The gastrointestinal tract is responsible for transporting and digesting food, and absorbing nutrients. Mucosal immune responses are subtle and many factors may cause digestive disorders including bacterial or viral infection, alteration of intestinal flora, and immune dysfunctions. Dietary Se is absorbed mainly in the small intestine, which is also believed to be the target organ of Se deficiency. In chickens, Se deficiency-induced significantly higher inflammatory damage and methane dicarboxylic aldehyde (MDA) levels, accompanied with significantly higher levels of inducible nitric oxide synthase (iNOS) and nitric oxide (NO) but significantly lower levels of glutathione (GSH) and glutathione peroxidase (GSH-Px) in the small intestinal tissues [14]. In chickens, Se deficiency may cause functional disorders or even histological changes and may induce inflammatory factor production in the gastrointestinal tract including the small intestine [15, 16].
On the other hand, the use of Se supplementation is considered to improve host immune responses because of its anti-oxidant, anti-inflammatory functions. It was found that Se-enriched diet could increase intestinal motility in Trypanosoma cruzi (T. cruzi) infected mice and that Se could be used to modulate inflammatory responses involved in intestinal disturbances caused by T. cruzi infection [17].
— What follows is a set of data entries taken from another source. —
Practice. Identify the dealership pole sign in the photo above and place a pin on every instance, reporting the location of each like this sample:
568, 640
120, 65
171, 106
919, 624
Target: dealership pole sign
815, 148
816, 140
Hydrogen sulfide (H2S) is an endogenous gaseous transmitter and is considered to be the third endogenously produced gaseous signaling molecule [18]. H2S has been involved in multiple regulations of physiologic and pathologic functions. H2S plays an important role in the cardiovascular, central nervous, and gastrointestinal systems. H2S is generated from L-cysteine, cysteine, and homocysteine by three enzymes: cystathionine γ-lyase (CSE), cystathionine β-synthase (CBS), and 3-mercaptopyruvate sulfurtransferase (3-MST) [19, 20]. There have been multiple studies on the effects of H2S in the gastrointestinal tract [21], including the stimulation of intestinal secretion [22], the reduction in colorectal distension-induced visceral pain [23], and the relaxation of ileal smooth muscle [24]. In addition, studies have demonstrated that H2S exhibits anti-inflammatory actions, including the inhibition of leukocyte endothelial adherence, the reduction in edema formation, and the enhancement of gastric ulcer healing [25]. It was also found that H2S could attenuate the gastric injury caused by anti-inflammatory non-steroidal drugs [20].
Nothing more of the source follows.